The Chief Executive Officer, or the person appointed by the Board, may make minor changes in the decisions that can be deemed to be necessary in the connection with the registration of the decision with the Swedish Companies Registration Office and Euroclear Sweden AB.
The Board’s proposal for the authorization of repurchase and transfer the company´s own shares
The AGM made a resolution to, in accordance with the proposal by the Board, authorize the Board of Directors to resolve to repurchase, on one or several occasions prior to the next annual general meeting, as many shares as may be purchased without the company’s holding at any time does not exceed 10 per cent of the total number of shares in the company. The shares shall be purchased on NASDAQ OMX Stockholm and only at a price within the price range registered at any given time, i.e. the range between the highest bid price and the lowest offer price.
The Board of Directors shall also be authorized to resolve, on one or several occasions during the period until the next annual general meeting, to transfer all shares held by the company, via NASDAQ OMX Stockholm or in connection with the acquisition of companies, businesses or parts thereof on market terms, however, not to a price lower than current stock market value. Transfer of shares on the NASDAQ OMX Stockholm may at a price within the price range registered at any given time, i.e. the range between the highest bid price and the lowest offer price.
Authorization for the Board to make decisions on issue of new shares and convertible debt instruments
The AGM made a resolution to, in accordance with the proposal by the Board, authorize the Board to make, at one or more occasions, with or without deviation from shareholders’ preferential rights, new share issues for cash payment and/or in kind or offset, or otherwise in accordance with cpt 13 § 7 of the Companies Act, and new issues of warrants for cash payment and/or in kind or offset, or otherwise in accordance with cpt 14 § 5 of the Companies Act, and new issues of convertibles for cash payment and/or in kind or offset, or otherwise in accordance with cpt 15 § 5 of the Companies Act. The total number of shares issued supported by the authorization may not exceed 16 000 000. The total number of warrants may not exceed 16 000 000 shares.The total number of convertibles issued supported by the authorization may not exceed more convertibles than enables conversion to 16 000 000 shares.

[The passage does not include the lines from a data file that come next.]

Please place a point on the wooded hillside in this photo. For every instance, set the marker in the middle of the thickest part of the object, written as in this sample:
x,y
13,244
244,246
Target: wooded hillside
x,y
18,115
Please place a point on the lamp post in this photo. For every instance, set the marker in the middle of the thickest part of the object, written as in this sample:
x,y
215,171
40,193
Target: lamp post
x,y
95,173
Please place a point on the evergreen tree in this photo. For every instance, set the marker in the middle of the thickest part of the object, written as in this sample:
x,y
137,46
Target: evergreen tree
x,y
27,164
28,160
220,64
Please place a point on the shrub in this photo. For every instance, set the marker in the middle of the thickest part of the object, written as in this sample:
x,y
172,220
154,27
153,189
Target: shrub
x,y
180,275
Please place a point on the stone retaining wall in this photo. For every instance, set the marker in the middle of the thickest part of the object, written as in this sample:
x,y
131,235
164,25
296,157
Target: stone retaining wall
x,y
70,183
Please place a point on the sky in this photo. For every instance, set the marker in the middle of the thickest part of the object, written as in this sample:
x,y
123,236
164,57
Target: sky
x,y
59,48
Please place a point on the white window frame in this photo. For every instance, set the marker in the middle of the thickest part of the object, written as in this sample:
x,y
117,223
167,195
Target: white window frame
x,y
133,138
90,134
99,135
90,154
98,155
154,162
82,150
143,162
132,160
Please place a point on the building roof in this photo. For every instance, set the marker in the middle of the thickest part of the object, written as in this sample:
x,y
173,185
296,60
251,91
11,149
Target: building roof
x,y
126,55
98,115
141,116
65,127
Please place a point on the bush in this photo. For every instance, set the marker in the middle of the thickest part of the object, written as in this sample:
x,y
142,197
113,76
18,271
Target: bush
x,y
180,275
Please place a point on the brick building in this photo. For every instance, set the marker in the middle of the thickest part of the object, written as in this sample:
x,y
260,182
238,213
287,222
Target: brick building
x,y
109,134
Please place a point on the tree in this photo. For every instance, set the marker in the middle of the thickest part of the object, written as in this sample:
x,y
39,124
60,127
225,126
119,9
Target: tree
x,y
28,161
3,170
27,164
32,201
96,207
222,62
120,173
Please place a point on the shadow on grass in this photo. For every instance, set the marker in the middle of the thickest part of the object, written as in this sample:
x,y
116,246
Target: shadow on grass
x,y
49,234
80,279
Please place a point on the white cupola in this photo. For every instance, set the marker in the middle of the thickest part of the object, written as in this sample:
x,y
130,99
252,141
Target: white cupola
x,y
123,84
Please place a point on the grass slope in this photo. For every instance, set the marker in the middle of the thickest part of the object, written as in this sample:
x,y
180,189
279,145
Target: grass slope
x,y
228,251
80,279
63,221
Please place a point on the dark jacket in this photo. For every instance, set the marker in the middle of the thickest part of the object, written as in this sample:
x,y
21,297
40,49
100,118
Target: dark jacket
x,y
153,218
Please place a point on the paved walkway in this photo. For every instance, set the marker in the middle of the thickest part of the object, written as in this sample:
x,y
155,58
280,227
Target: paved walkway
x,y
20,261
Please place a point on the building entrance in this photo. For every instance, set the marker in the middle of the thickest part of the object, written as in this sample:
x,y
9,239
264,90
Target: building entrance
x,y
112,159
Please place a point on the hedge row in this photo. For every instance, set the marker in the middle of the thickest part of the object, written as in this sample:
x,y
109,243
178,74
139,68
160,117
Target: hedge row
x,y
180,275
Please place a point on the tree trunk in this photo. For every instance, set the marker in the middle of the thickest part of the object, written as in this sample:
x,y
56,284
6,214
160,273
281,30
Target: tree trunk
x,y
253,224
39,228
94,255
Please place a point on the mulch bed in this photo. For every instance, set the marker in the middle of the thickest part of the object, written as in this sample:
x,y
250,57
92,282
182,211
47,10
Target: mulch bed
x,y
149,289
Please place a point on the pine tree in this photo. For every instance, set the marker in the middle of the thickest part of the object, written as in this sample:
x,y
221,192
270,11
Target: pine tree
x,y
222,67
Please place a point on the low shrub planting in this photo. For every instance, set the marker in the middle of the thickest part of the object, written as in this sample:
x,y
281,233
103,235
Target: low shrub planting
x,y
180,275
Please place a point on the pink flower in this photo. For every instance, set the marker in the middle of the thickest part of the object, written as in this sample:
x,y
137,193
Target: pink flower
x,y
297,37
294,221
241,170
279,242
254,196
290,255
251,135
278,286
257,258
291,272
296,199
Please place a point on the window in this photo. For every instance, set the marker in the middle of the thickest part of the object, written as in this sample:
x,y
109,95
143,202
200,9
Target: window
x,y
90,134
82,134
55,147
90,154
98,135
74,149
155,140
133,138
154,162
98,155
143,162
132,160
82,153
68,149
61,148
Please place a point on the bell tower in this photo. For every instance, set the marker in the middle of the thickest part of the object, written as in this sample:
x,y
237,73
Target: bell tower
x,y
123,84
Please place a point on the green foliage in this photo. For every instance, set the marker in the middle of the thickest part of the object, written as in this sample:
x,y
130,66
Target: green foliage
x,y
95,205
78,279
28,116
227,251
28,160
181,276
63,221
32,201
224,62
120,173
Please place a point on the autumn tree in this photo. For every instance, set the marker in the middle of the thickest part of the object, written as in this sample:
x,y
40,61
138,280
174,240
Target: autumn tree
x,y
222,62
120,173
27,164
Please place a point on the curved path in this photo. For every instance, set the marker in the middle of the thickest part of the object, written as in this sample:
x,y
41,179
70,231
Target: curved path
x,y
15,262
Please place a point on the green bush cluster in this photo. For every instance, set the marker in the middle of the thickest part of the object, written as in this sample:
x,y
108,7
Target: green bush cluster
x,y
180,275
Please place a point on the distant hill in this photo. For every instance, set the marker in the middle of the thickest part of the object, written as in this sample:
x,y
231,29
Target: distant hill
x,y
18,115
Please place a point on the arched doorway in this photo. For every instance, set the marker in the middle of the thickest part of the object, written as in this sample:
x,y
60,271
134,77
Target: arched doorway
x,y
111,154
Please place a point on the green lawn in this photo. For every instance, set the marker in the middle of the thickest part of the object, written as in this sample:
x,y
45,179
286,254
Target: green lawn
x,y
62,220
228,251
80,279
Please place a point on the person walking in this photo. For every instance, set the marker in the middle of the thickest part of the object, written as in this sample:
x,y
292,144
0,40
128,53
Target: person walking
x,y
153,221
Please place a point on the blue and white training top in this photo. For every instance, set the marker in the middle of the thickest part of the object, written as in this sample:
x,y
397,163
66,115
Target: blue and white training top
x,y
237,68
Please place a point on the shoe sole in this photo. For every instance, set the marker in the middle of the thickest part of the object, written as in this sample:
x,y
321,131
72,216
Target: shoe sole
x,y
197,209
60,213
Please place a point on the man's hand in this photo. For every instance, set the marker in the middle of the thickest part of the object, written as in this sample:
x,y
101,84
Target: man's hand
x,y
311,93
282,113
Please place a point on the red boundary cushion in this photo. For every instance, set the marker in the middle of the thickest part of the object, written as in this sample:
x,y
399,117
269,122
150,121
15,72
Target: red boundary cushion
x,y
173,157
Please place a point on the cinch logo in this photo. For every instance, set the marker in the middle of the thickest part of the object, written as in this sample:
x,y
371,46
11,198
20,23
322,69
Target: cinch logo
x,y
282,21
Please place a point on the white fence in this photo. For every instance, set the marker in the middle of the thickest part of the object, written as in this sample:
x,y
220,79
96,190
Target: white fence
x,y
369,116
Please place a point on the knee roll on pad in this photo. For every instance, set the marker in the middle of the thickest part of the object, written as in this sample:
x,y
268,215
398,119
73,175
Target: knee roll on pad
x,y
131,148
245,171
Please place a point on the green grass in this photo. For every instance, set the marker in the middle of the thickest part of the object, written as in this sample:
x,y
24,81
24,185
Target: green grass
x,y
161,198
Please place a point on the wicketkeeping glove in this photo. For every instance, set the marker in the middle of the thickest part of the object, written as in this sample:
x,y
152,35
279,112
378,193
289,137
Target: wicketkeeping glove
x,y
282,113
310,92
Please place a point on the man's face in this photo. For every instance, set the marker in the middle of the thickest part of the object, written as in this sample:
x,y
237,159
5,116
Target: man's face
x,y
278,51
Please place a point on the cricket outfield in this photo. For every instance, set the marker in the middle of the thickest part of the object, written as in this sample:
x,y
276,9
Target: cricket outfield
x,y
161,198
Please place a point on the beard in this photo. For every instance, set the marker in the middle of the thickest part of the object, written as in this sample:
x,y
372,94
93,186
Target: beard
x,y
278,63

About Oasmia Pharmaceutical AB
Oasmia Pharmaceutical AB develops new generations of drugs in the field of human and veterinary oncology. The company’s product development aims to create and manufacture novel nanoparticle formulations and drug-delivery systems based on well-established cytostatics which, in comparison with current alternatives, show improved properties, reduced side-effects, and expanded applications. The company’s product development is based on its proprietary in-house research and company patents. Oasmia is listed on NASDAQ OMX Stockholm (OASM) and the Frankfurt Stock Exchange (OMAX, ISIN SE0000722365).